Erano frattanto arrivati due camerieri con vassoi pieni di dolci, ai quali i novizii facevano festa.

— Vedrai che è bello, qui, — diceva il maestro al nuovo arrivato, accarezzandolo. — Ti divertirai, con tanti compagni...

Consalvo chinava il capo, lasciava che dicessero. La curiosità del primo momento gli era passata, sentiva adesso una gran voglia di piangere; nondimeno guardava tutti in viso, quasi in atto di sfida, per non darla vinta a suo padre che aveva per forza voluto metterlo lì dentro. E frà Carmelo era stupito della sua franchezza: tutti gli altri ragazzi, il primo giorno, avevano gli occhi rossi, dicevano che non volevano starci, piangevano immancabilmente quando il barbiere tagliava loro tutti i capelli, quando lasciavano gli abiti secolari per vestire la nera tonacella. Invece il principino, andato via suo padre dopo l’ultimo predicozzo, li lasciava fare, vedeva cadere i capelli sotto le cesoie senza dir nulla, indossava il saio come se l’avesse portato fin dalla nascita.
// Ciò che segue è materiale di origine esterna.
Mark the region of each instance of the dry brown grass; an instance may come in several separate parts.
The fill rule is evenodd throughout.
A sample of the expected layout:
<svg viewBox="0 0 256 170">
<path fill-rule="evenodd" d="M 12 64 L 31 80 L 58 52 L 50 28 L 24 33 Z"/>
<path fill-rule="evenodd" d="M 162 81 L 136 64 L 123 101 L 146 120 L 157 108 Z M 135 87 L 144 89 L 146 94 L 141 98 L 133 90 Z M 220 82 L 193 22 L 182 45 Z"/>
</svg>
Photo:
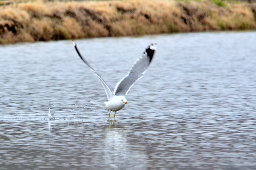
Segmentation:
<svg viewBox="0 0 256 170">
<path fill-rule="evenodd" d="M 0 7 L 0 43 L 256 28 L 256 4 L 126 0 Z"/>
</svg>

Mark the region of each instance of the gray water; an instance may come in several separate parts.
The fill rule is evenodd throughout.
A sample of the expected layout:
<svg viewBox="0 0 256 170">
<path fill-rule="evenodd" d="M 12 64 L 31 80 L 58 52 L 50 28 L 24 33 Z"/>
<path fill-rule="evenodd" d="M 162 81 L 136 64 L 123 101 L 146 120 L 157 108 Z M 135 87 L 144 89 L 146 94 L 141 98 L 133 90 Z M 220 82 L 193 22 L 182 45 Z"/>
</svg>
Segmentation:
<svg viewBox="0 0 256 170">
<path fill-rule="evenodd" d="M 116 121 L 71 41 L 0 45 L 0 170 L 256 168 L 256 32 L 76 42 L 112 89 L 158 45 Z"/>
</svg>

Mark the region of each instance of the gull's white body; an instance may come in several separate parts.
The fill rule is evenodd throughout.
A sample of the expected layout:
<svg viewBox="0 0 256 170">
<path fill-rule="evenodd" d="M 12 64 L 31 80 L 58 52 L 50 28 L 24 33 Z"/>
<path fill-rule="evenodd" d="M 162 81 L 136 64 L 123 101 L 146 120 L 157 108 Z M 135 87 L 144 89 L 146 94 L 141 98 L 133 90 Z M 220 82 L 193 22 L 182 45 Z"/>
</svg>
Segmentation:
<svg viewBox="0 0 256 170">
<path fill-rule="evenodd" d="M 92 68 L 86 60 L 83 57 L 74 42 L 74 46 L 78 55 L 84 62 L 89 67 L 92 72 L 100 80 L 107 94 L 108 101 L 104 103 L 93 103 L 103 106 L 109 112 L 110 119 L 111 112 L 114 112 L 114 117 L 116 117 L 116 112 L 124 108 L 126 104 L 128 104 L 125 98 L 128 91 L 134 83 L 142 78 L 146 68 L 151 62 L 156 47 L 156 44 L 152 44 L 146 48 L 145 51 L 132 66 L 128 74 L 119 81 L 116 86 L 114 93 L 110 90 L 105 81 L 100 75 Z"/>
<path fill-rule="evenodd" d="M 114 96 L 109 101 L 103 103 L 102 105 L 109 112 L 117 112 L 124 108 L 126 103 L 126 99 L 124 97 Z"/>
</svg>

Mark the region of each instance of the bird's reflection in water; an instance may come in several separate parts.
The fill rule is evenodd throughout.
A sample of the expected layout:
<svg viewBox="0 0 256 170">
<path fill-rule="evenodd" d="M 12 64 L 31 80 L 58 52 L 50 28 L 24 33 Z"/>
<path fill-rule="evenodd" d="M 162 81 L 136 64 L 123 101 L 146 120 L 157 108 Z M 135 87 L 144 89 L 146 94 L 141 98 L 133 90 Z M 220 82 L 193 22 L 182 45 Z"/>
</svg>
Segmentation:
<svg viewBox="0 0 256 170">
<path fill-rule="evenodd" d="M 110 122 L 105 130 L 105 161 L 113 169 L 146 169 L 147 156 L 144 152 L 136 150 L 127 141 L 125 128 L 116 121 Z"/>
</svg>

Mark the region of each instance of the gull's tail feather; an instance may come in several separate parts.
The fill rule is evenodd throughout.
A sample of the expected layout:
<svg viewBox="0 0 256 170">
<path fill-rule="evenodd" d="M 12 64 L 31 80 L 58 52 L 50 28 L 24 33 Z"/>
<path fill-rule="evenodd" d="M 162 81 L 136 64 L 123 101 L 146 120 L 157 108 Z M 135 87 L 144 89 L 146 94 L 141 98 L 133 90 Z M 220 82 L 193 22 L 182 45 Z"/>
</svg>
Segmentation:
<svg viewBox="0 0 256 170">
<path fill-rule="evenodd" d="M 91 101 L 91 103 L 93 104 L 97 104 L 97 105 L 100 105 L 105 106 L 106 106 L 106 104 L 104 103 L 98 103 L 98 102 L 95 102 L 93 101 Z"/>
</svg>

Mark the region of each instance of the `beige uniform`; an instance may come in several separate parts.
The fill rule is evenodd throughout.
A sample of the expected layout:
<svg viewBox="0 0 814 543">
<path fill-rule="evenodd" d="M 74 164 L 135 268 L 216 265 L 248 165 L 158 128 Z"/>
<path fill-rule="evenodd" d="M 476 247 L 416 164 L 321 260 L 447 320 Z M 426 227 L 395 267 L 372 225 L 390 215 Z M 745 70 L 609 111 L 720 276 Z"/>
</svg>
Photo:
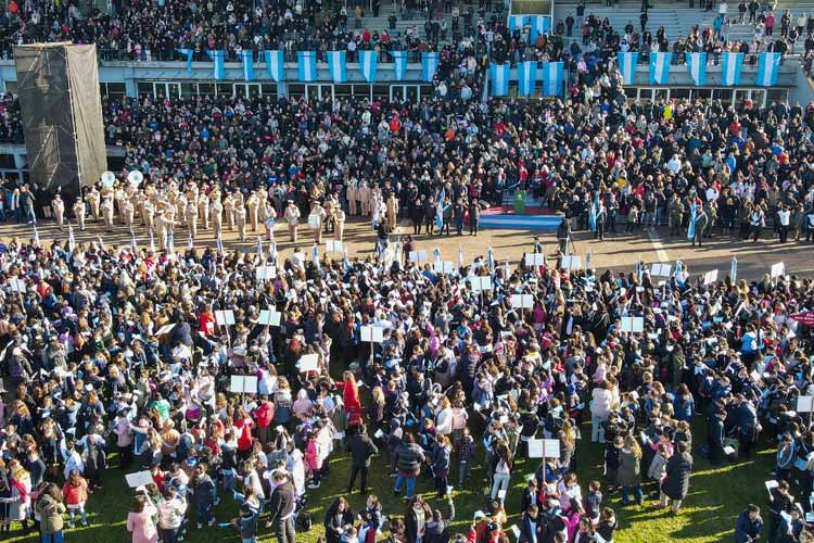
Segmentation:
<svg viewBox="0 0 814 543">
<path fill-rule="evenodd" d="M 85 230 L 85 202 L 81 198 L 77 198 L 74 202 L 74 216 L 76 222 L 79 224 L 79 230 Z"/>
<path fill-rule="evenodd" d="M 290 203 L 285 207 L 285 222 L 289 224 L 289 233 L 291 235 L 291 241 L 296 243 L 296 228 L 300 225 L 300 209 Z"/>
</svg>

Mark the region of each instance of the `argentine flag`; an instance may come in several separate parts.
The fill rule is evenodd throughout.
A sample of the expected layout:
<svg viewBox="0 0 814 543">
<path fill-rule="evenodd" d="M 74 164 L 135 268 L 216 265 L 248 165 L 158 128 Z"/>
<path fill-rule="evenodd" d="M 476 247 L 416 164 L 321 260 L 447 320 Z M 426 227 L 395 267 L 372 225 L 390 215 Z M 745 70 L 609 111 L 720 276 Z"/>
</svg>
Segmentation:
<svg viewBox="0 0 814 543">
<path fill-rule="evenodd" d="M 333 83 L 345 83 L 347 80 L 347 68 L 345 66 L 346 51 L 328 51 L 328 72 Z"/>
<path fill-rule="evenodd" d="M 631 51 L 619 53 L 616 64 L 619 73 L 622 74 L 622 85 L 633 85 L 636 80 L 636 63 L 639 61 L 639 53 Z"/>
<path fill-rule="evenodd" d="M 531 97 L 537 79 L 537 62 L 526 61 L 518 64 L 518 96 Z"/>
<path fill-rule="evenodd" d="M 696 87 L 707 84 L 707 53 L 684 53 L 689 77 Z"/>
<path fill-rule="evenodd" d="M 285 80 L 285 61 L 282 51 L 263 51 L 266 59 L 266 72 L 268 77 L 275 81 Z"/>
<path fill-rule="evenodd" d="M 206 51 L 206 54 L 215 63 L 214 70 L 212 72 L 212 78 L 222 79 L 224 78 L 224 51 L 222 50 Z"/>
<path fill-rule="evenodd" d="M 359 51 L 359 72 L 361 78 L 368 83 L 376 83 L 376 68 L 379 64 L 379 53 L 376 51 Z"/>
<path fill-rule="evenodd" d="M 740 71 L 743 67 L 743 53 L 722 53 L 721 83 L 727 87 L 740 85 Z"/>
<path fill-rule="evenodd" d="M 192 76 L 192 49 L 176 49 L 179 53 L 187 58 L 187 77 Z"/>
<path fill-rule="evenodd" d="M 543 96 L 558 97 L 562 94 L 564 70 L 562 62 L 543 63 Z"/>
<path fill-rule="evenodd" d="M 430 51 L 421 53 L 421 80 L 432 81 L 435 71 L 438 68 L 438 52 Z"/>
<path fill-rule="evenodd" d="M 241 60 L 243 61 L 243 79 L 246 81 L 254 80 L 254 51 L 245 49 L 240 52 Z"/>
<path fill-rule="evenodd" d="M 529 15 L 509 15 L 507 24 L 509 26 L 509 34 L 514 34 L 514 30 L 523 30 L 523 26 L 529 22 Z"/>
<path fill-rule="evenodd" d="M 391 51 L 393 58 L 393 72 L 396 80 L 400 81 L 407 76 L 407 51 Z"/>
<path fill-rule="evenodd" d="M 317 80 L 316 51 L 296 52 L 296 78 L 306 83 Z"/>
<path fill-rule="evenodd" d="M 671 52 L 650 53 L 650 85 L 666 85 L 670 77 Z"/>
<path fill-rule="evenodd" d="M 761 87 L 777 85 L 777 73 L 780 71 L 780 53 L 763 52 L 758 56 L 758 78 L 754 83 Z"/>
<path fill-rule="evenodd" d="M 545 36 L 551 31 L 551 17 L 548 15 L 532 15 L 532 31 L 529 39 L 532 43 L 537 41 L 537 36 Z"/>
<path fill-rule="evenodd" d="M 507 62 L 506 64 L 492 64 L 489 72 L 492 74 L 492 96 L 493 97 L 505 97 L 509 93 L 509 67 L 511 65 Z"/>
</svg>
— Bravo!... Sempre così contento ha da starci!... Vedrà poi quanti giuochi, quanti spassi....

Il ragazzo rispose, duramente:

— Io sono il principe di Francalanza; non sempre ci starò.

— Sempre?... Chi l’ha detto?... Ci starà qualche anno, finchè imparerà.... Sempre ci stanno i suoi zii... Adesso, adesso andremo da Padre don Blasco....

E presolo per mano, gli fece rifare la via tenuta al venire, fino alla camera del Decano, che era nel corridoio di mezzogiorno, col quadro di San Giovanni Boccadoro sull’uscio.

Deo gratias?...

— Chi è? — rispose il vocione del monaco.